Operation on diagonals of matrix batch

calincru · July 16, 2019, 6:49pm

I have two tensors with shapes [n, d, d] and [n, 1], respectively, and I would like to add the latter to the diagonals of the matrices in the former. What’s the most straightforward way of doing it? It shouldn’t be in-place.

LE: I’m curious if there’s a better way than stacking torch.eyes.
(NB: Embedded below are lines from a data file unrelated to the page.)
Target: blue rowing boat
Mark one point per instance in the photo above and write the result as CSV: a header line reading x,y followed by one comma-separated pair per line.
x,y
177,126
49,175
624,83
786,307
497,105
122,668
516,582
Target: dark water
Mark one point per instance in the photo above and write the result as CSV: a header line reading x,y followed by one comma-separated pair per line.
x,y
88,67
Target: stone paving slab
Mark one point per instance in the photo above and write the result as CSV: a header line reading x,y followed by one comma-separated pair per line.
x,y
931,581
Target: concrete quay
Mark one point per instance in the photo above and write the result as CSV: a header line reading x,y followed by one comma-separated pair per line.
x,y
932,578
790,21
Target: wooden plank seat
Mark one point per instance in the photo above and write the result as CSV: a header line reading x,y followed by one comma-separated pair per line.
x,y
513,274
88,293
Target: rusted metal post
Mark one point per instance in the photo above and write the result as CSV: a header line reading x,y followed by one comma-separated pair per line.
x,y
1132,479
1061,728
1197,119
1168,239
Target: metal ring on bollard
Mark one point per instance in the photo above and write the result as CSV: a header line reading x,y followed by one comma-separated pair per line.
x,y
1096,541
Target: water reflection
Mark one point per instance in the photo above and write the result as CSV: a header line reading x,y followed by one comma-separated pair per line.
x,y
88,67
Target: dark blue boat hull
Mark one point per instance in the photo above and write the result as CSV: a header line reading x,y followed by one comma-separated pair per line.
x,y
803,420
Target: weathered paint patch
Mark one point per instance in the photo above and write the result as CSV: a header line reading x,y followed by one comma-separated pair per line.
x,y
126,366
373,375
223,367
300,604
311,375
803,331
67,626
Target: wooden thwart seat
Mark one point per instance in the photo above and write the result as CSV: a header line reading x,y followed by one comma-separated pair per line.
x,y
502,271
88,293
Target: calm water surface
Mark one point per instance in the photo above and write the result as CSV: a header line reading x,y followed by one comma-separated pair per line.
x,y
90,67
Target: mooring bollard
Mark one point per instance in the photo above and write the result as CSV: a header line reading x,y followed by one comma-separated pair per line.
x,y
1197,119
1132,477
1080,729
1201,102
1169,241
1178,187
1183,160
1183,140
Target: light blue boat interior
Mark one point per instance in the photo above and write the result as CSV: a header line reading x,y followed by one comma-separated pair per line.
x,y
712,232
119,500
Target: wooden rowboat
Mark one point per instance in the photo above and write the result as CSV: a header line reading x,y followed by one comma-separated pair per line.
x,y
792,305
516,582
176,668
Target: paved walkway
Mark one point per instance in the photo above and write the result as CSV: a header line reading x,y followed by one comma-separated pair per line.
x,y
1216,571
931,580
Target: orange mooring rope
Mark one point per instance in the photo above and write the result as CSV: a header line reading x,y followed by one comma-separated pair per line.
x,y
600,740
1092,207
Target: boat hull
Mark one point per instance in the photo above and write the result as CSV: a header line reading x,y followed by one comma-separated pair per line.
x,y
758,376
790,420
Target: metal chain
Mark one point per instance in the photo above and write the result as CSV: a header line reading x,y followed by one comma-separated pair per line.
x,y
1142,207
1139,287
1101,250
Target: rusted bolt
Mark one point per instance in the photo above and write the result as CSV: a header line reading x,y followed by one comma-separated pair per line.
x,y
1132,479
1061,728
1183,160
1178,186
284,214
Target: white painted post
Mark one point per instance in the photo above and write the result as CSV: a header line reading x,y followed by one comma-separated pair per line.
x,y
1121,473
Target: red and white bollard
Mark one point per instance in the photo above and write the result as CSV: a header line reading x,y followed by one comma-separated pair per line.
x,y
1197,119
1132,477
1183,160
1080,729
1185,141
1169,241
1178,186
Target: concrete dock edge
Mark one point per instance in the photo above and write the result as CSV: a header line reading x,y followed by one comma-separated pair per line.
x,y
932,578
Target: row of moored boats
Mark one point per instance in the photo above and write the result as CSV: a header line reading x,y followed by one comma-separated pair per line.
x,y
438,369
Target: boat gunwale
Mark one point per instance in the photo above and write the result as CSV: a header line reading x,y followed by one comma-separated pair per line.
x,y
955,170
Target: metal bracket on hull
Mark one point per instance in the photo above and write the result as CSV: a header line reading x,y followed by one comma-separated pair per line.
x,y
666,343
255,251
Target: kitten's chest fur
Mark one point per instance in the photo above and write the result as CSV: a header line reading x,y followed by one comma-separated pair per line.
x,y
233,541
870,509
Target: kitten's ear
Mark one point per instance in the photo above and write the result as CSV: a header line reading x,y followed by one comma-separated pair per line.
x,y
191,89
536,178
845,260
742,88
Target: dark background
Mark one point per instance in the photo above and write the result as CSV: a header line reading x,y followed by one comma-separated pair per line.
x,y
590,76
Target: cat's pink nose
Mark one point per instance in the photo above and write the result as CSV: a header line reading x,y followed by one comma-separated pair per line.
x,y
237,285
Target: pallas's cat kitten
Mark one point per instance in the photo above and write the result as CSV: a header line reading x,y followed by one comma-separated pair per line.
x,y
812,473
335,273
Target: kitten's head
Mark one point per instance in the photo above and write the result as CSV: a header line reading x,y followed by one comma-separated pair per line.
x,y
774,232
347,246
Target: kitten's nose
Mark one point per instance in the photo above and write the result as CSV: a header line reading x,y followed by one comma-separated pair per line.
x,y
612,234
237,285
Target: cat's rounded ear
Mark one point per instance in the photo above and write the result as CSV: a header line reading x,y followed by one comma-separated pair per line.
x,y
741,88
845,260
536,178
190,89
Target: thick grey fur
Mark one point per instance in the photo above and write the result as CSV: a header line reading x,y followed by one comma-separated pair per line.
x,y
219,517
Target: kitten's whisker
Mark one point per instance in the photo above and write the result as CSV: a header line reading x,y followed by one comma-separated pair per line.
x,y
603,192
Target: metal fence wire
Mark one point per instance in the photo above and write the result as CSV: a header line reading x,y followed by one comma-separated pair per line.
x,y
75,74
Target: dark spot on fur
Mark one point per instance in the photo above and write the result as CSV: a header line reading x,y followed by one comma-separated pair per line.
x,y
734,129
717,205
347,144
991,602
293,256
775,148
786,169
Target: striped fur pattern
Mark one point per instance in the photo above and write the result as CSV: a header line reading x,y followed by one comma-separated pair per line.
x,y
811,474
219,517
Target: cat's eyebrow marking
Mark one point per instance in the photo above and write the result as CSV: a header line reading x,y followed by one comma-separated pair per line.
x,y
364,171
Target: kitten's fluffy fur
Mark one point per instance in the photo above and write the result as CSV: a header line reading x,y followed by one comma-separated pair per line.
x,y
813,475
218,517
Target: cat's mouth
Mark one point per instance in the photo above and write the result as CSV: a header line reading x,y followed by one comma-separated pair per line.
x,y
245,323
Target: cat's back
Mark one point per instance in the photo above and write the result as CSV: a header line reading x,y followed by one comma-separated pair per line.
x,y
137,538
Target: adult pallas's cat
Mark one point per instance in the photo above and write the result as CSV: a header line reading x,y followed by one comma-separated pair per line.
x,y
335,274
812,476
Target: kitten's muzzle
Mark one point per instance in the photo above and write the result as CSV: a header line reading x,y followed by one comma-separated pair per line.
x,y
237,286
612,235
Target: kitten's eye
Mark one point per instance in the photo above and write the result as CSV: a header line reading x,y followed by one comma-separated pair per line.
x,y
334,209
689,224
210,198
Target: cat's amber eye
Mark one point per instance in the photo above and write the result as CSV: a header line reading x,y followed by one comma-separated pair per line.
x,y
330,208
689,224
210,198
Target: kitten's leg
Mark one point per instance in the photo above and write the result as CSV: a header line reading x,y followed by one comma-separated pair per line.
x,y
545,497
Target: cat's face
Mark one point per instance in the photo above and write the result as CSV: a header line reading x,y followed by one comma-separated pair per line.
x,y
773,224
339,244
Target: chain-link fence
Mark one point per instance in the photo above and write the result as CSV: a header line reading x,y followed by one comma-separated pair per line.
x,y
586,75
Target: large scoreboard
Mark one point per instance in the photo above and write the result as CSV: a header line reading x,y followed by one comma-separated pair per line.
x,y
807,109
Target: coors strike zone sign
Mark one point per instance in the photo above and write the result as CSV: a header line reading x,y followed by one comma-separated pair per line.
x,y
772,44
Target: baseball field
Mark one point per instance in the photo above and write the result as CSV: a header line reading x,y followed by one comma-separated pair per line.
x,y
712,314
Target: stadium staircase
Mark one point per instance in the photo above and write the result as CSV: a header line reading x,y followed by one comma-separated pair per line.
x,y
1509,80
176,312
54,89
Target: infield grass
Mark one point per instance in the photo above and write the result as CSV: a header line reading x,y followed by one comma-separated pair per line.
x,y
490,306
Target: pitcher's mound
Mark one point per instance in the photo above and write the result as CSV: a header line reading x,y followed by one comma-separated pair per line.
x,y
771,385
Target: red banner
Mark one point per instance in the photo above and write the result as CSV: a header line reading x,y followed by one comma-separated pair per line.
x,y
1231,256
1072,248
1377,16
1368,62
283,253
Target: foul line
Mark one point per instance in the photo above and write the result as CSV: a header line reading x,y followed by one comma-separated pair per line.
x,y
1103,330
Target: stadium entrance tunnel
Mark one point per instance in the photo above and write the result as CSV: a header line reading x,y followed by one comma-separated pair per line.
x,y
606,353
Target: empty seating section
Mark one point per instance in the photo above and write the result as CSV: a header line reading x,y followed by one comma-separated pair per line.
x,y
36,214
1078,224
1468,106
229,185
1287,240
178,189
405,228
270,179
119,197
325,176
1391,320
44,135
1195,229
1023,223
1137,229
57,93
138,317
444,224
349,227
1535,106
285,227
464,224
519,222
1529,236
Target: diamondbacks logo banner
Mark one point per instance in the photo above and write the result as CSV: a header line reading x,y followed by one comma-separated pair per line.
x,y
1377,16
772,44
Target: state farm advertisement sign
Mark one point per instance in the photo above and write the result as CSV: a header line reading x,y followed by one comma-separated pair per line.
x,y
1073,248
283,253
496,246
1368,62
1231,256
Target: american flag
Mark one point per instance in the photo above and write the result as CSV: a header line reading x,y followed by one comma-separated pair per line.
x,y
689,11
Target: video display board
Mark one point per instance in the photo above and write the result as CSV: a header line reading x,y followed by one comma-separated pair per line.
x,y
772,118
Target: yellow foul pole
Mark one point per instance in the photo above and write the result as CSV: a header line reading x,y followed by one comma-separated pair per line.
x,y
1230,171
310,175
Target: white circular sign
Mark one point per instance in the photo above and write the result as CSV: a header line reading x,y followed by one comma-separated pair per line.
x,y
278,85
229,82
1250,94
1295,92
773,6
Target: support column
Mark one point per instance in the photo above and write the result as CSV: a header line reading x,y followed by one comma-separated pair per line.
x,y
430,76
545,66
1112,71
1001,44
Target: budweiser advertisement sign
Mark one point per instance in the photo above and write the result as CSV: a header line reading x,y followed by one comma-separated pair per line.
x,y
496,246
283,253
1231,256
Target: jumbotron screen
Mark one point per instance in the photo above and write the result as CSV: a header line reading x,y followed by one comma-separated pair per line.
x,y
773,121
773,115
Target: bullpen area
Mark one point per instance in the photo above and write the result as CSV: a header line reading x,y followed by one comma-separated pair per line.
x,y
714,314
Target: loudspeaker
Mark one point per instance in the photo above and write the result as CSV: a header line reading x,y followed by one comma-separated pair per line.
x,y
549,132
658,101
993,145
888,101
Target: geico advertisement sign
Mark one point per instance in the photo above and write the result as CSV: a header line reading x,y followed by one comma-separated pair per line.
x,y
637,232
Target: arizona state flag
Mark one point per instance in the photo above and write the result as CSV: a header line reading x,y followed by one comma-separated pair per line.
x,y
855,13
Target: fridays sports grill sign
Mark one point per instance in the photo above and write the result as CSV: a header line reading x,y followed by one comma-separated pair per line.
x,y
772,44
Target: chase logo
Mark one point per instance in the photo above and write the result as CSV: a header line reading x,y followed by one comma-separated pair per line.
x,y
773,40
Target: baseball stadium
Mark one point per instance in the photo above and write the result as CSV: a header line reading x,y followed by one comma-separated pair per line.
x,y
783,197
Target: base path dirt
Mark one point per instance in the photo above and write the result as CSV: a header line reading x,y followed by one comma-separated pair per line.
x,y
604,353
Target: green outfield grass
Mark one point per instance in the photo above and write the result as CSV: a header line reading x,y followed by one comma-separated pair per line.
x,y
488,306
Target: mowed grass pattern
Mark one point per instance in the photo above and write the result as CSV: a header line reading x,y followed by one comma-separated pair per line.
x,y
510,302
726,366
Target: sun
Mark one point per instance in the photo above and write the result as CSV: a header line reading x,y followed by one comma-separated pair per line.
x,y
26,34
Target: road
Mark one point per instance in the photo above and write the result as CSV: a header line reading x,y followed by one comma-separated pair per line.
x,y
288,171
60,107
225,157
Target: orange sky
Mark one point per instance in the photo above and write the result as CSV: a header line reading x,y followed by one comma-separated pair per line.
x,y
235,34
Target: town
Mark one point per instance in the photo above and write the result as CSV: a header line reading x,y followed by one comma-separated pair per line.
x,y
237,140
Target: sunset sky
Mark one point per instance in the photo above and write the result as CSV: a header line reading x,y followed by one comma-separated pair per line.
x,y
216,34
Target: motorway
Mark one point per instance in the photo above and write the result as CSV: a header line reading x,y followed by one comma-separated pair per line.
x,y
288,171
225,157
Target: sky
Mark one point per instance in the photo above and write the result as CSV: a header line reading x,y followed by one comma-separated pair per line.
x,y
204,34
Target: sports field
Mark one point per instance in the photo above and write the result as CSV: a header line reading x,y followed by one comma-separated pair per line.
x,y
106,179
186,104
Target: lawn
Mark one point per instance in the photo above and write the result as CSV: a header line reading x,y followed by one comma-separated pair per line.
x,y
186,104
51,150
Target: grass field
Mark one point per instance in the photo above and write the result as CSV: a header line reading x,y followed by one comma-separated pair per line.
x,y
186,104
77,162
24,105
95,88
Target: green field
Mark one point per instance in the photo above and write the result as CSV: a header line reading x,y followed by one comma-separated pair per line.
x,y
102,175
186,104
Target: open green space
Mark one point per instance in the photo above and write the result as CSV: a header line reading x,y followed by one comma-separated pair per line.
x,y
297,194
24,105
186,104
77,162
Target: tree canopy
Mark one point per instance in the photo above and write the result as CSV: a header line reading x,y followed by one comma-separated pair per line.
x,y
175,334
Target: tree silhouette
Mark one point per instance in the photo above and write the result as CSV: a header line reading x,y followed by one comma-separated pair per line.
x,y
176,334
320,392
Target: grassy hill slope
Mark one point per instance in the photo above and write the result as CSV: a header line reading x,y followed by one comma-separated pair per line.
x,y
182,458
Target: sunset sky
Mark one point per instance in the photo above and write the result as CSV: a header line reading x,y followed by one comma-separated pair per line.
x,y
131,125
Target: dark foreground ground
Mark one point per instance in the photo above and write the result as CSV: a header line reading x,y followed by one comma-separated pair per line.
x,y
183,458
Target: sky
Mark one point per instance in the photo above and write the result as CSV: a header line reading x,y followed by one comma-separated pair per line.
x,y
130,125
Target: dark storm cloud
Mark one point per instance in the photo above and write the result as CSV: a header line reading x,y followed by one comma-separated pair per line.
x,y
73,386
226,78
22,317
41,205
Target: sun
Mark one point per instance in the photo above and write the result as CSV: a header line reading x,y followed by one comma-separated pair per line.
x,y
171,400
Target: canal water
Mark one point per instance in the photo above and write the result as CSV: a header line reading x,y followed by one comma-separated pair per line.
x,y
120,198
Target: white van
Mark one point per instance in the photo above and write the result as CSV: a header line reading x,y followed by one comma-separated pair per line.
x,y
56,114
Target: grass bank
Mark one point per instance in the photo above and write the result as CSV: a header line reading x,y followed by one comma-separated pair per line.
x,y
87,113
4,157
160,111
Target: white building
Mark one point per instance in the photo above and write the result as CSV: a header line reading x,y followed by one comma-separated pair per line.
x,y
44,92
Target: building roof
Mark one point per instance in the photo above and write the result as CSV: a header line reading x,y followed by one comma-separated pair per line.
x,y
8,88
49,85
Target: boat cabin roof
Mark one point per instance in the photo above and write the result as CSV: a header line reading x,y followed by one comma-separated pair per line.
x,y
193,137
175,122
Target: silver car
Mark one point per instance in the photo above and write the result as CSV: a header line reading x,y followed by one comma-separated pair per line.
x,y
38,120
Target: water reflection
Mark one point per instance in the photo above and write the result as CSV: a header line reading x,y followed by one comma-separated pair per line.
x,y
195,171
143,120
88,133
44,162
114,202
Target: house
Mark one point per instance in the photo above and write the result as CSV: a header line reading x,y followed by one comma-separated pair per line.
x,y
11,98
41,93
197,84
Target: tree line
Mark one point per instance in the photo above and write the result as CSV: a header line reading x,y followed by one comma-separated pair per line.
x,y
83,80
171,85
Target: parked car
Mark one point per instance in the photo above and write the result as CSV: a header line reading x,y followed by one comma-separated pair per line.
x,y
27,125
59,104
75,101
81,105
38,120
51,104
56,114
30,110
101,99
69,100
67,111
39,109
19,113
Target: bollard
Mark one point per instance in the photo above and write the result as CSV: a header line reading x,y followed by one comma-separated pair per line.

tom · July 16, 2019, 7:29pm

I think inplace is the best way, but I’ll throw in a .clone(), so you get to keep the input:

a = torch.randn(5,4,4, requires_grad=True)
b = torch.randn(5,1, requires_grad=True) 
c = a.clone()
c.diagonal(dim1=-2, dim2=-1)[:]  +=  b

# backward works as expected:
c.sum().backward()
print(a.grad, b.grad) # ones_like(a) and full_like(b, 4)

Best regards

Thomas

calincru · July 16, 2019, 7:34pm

Thanks, @tom, looks good. BTW, the reason I wanted it to not be inplace was because I need it to be differentiable. Does backward work even if it’s inplace?

tom · July 16, 2019, 7:58pm

The rule of thumb is that inplace works unless it does not.

So the two things that usually break are

you move a leaf tensor into the graph (if you remove the cloning in above example - and cloning helps),
when a isn’t a leaf and whatever computed a wants to have a to compute the backward (cloning helps here, too).

So the conventional wisdom is to not use inplace ops, but looking deeper, it can usually be made to work. I always joke to write a non-deep-learning PyTorch book with @ptrblck where we would have a section on inplace ops.

Best regard

Thomas